Monday, February 23

Simone Rocha Fall 2026 Fashion Show Review


A Best in Show Performance

Review of Simone Rocha Fall 2026 Fashion Show

By Angela Baidoo

Simone Rocha staged a sweeping meditation on mythology, communities on the fringes, and defiant womanhood inside the faded grandeur of the Alexandra Palace Theatre. The recently restored yet purposefully timeworn space became the perfect backdrop for a collection that unfolded in three parts: mythic Celtic folklore, the domestic realities of Dublin’s Irish Traveller community, and a tribute to the radical Yeats sisters. Tied together by an unexpected collaboration with Adidas Originals.

THE COLLECTION

PROS

The upcoming collaboration with Adidas Originals continues Simone Rocha’s investment into entry-price point products that will allow for fans of the brand to next buy into her world via sportswear.  

Cons

The mix of co-ed looks carried over from last season, as the designer makes her own case to fully step into the world of menswear and show during the January and June schedules. Separating out the categories would allow her menswear offer the chance to stand on its own merit.

THE VIBE

Best in Show, Sports hybridisation, Radical Lives Re-lived

The Showstopper

Unfolding in three parts the fall 2026 show, taking place on the outskirts of London in the iconic Alexandra Palace Theatre (an abandoned space recently restored, but keeping an element of the decay from its years of being dormant), was a story of mythic Celtic lore, the domestic lives of Irish Traveller children on Dublins estates, an unexpected yet perfectly aligned partnership with Adidas Originals, and the radical Yeats sisters Elizabeth and Lily who were key figures in the Irish Arts and Crafts scene as owners of the Culia Press that boasted of an all-female workforce. 

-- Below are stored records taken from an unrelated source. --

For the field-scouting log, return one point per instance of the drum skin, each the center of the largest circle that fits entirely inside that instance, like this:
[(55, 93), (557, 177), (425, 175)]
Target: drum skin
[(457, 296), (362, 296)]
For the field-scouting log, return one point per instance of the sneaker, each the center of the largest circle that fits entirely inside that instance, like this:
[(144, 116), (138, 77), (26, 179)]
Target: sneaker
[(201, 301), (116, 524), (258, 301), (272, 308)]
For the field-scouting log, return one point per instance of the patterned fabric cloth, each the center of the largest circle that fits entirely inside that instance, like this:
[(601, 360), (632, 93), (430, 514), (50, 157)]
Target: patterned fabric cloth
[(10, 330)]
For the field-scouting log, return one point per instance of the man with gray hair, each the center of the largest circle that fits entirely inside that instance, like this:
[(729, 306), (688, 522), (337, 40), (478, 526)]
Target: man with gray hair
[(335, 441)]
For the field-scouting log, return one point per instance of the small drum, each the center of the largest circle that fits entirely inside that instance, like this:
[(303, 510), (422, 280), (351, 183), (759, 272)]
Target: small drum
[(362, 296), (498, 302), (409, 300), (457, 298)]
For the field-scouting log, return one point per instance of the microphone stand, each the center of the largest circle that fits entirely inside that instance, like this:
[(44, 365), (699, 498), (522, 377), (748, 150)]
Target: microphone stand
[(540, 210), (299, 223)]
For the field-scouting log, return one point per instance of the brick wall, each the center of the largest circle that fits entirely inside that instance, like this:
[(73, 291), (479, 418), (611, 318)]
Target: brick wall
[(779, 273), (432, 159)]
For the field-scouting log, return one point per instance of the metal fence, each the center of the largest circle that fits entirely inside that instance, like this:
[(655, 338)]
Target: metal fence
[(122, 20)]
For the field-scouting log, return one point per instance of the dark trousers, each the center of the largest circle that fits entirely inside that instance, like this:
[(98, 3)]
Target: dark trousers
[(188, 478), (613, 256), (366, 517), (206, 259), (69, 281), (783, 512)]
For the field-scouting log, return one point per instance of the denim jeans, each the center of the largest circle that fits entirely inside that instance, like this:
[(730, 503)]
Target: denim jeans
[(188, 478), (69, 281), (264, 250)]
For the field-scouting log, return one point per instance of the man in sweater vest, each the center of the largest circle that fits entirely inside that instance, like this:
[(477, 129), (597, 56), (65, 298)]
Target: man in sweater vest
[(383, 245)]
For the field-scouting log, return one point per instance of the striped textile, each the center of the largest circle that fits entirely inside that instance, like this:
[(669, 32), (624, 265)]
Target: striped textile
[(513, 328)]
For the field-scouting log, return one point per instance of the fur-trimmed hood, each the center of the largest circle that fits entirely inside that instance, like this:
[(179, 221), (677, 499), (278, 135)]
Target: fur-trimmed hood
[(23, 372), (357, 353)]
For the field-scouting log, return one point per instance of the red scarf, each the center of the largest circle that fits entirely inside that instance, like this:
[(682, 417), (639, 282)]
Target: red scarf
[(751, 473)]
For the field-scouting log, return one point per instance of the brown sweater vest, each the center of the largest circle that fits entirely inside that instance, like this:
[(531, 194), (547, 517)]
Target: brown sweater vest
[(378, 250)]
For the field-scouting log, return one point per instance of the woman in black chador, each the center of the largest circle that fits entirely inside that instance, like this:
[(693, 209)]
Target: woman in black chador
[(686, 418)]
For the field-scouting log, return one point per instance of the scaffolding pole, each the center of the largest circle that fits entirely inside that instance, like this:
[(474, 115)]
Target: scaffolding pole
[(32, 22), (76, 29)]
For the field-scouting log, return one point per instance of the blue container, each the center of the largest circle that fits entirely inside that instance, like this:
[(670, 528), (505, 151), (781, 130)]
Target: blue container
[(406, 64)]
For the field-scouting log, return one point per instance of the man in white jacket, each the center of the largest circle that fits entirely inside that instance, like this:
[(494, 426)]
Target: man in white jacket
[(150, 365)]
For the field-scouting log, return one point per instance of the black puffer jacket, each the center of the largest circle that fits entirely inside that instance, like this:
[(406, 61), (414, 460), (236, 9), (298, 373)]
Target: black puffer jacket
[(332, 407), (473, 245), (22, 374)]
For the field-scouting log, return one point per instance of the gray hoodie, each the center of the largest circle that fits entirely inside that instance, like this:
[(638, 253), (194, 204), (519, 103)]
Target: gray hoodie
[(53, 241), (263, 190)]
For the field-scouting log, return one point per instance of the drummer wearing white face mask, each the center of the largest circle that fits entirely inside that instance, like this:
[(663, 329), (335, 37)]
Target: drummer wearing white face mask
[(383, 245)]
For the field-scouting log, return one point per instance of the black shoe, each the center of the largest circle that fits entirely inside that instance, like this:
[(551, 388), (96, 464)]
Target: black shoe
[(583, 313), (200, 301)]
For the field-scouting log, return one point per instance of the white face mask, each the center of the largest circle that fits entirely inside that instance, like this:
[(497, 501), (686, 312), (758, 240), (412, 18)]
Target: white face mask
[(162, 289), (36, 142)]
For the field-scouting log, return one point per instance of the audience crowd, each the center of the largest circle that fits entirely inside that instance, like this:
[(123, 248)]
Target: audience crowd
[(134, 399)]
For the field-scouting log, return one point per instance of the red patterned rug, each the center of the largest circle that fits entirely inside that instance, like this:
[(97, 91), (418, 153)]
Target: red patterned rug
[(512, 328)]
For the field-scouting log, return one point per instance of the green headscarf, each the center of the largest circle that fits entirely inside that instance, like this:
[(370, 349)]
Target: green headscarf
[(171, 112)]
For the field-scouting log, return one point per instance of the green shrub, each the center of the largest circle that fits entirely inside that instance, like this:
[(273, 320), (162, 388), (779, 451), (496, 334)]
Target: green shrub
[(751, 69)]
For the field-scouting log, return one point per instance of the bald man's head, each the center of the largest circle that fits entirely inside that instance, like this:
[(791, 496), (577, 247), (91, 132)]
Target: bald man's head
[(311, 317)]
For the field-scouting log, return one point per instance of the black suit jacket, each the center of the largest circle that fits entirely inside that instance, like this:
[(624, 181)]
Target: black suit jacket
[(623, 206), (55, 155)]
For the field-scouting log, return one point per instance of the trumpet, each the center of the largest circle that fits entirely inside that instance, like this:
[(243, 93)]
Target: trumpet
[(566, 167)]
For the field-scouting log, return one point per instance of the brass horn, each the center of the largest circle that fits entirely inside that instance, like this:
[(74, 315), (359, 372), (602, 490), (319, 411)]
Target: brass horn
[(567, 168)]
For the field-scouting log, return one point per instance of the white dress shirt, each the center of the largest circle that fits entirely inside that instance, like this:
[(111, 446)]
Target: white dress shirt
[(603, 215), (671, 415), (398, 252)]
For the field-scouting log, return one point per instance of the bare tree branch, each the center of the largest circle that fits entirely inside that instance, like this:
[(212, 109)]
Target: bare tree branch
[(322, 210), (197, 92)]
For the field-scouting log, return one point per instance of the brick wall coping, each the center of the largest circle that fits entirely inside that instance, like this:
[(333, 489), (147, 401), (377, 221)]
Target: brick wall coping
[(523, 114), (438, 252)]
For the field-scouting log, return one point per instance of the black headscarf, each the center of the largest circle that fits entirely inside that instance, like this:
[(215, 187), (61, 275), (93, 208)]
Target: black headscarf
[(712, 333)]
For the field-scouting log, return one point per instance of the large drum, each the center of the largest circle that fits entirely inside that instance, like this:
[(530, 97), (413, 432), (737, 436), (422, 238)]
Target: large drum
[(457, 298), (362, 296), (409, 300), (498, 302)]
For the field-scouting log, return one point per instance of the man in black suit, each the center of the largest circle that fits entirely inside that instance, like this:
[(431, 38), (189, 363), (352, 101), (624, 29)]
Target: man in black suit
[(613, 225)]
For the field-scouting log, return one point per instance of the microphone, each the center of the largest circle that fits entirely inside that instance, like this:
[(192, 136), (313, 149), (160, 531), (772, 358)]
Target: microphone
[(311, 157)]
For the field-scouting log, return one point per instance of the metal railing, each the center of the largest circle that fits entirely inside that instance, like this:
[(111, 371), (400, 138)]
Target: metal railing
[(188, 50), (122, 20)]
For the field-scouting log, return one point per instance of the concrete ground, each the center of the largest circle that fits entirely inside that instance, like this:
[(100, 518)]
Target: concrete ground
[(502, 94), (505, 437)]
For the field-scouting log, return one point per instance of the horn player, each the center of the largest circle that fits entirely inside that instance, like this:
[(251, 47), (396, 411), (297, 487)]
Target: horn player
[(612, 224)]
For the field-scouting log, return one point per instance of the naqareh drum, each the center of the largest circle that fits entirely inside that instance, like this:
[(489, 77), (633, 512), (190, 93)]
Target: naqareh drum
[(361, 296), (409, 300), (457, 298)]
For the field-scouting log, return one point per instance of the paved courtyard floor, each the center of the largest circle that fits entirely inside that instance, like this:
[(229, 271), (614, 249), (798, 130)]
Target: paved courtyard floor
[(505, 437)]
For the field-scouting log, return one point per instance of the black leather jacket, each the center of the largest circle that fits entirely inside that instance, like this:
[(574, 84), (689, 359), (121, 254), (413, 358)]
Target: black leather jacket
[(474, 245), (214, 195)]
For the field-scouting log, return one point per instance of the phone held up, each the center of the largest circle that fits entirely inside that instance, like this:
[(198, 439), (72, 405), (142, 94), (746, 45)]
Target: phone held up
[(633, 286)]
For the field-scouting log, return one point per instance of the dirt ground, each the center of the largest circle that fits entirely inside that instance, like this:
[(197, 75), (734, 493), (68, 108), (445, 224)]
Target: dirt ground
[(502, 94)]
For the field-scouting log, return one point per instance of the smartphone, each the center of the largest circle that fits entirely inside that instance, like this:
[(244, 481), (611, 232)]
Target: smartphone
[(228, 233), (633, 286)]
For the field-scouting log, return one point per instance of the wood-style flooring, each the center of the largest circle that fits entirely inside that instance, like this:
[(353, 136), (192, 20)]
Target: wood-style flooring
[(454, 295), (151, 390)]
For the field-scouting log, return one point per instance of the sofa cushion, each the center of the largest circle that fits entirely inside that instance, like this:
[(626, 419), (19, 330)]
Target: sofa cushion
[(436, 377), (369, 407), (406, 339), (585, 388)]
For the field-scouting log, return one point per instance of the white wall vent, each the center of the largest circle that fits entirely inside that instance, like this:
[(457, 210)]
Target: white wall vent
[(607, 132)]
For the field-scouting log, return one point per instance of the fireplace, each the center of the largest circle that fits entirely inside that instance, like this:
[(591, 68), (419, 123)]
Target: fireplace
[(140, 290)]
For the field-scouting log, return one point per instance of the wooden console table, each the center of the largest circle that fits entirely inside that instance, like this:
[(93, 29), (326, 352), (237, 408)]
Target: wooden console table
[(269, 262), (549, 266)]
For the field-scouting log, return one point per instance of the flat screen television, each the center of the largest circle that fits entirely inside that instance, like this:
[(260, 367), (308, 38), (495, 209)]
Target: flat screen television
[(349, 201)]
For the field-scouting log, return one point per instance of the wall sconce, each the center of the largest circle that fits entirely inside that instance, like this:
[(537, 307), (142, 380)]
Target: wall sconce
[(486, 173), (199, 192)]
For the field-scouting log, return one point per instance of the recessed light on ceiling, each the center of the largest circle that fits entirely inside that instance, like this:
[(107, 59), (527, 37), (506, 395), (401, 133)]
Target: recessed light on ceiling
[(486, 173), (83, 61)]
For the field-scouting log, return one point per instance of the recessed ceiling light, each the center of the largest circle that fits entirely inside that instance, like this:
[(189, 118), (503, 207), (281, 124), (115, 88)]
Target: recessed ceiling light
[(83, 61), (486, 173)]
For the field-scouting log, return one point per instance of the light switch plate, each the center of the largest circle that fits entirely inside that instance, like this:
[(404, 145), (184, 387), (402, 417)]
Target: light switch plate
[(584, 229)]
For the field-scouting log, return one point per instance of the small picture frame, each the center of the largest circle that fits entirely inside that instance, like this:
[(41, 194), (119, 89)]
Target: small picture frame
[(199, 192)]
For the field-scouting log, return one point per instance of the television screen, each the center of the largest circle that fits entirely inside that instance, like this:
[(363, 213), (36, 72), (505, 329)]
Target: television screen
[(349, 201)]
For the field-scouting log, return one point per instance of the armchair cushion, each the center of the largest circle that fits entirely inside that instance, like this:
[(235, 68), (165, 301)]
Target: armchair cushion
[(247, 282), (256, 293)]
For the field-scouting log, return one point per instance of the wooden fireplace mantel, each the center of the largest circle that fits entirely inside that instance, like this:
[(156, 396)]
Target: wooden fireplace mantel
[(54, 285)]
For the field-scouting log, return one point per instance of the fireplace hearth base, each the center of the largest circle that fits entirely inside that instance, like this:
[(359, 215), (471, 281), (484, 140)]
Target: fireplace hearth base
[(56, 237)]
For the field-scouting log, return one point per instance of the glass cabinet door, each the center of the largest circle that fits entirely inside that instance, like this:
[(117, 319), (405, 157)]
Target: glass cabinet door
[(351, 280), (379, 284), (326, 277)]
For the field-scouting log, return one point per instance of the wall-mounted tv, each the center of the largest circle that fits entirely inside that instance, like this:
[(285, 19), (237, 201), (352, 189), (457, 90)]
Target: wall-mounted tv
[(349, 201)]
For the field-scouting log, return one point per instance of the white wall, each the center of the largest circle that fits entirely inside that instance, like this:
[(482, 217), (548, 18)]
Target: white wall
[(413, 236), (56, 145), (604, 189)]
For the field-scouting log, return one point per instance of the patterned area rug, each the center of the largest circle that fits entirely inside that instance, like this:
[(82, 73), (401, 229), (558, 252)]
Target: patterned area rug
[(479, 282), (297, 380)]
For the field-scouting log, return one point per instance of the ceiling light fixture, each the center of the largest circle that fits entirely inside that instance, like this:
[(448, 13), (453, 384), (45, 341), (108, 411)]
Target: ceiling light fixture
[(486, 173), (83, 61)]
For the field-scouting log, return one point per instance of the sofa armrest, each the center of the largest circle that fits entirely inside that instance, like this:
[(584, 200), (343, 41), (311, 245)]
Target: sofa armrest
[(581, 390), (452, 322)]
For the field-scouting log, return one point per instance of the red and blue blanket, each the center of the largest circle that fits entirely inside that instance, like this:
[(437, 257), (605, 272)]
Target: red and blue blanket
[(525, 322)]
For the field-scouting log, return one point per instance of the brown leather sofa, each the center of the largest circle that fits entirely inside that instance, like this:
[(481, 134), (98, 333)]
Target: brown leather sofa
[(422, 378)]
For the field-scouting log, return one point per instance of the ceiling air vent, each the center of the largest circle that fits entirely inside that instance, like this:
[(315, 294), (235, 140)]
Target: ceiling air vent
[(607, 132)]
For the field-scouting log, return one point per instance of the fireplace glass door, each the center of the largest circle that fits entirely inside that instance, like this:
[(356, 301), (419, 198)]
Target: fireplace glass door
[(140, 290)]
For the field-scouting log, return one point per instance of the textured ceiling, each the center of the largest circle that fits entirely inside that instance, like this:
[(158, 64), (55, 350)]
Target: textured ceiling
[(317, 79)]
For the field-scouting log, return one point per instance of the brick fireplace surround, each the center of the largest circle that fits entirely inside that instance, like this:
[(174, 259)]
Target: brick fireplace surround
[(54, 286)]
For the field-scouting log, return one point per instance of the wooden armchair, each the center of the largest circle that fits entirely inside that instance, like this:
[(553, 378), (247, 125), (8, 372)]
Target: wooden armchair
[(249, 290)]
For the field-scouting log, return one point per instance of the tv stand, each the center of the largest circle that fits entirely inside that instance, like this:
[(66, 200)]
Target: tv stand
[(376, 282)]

The supernatural Celtic tale of Tir na nÔg (translated to Land of the Young) that depicts a warrior who loses his immorality manifested in the designer considering the ‘immortality of clothes.’ The opening looks were a patchworking of cosy shearlings and tweeds woven with sparkly yarns. Tapestries and florals were repurposed as utilitarian separates with the first part an exploration of clothes handed down across the generations. Clothes that have been both loved and lovingly lived in. 

Part II, titled ‘Pony Kids’ took the photo-essay book by Dublin-based photographer Perry Ogden as its starting point. Merging with the announcement of the designers partnership with Adidas Originals. A hybridisation of typical sports looks paired embellished vests with volume sleeve track jackets and cut-out frilled tracksuits that make Rocha a lucrative addition to the sportswear brands roster. Especially as the romanticisation of the category has been an emerging theme over the last few years. Think of the sneakerina – a sneaker, ballet shoe mash-up – and the sold-out ruched football jerseys from Conner Ives. The rosettes that were multiplied and decorated a number of looks across the collection were also a knowing reference to the Traveller community. Renowned for their annual gatherings at Horse fairs (including the Appleby Horse Fair) where rosettes are a hard won trophy for participants. 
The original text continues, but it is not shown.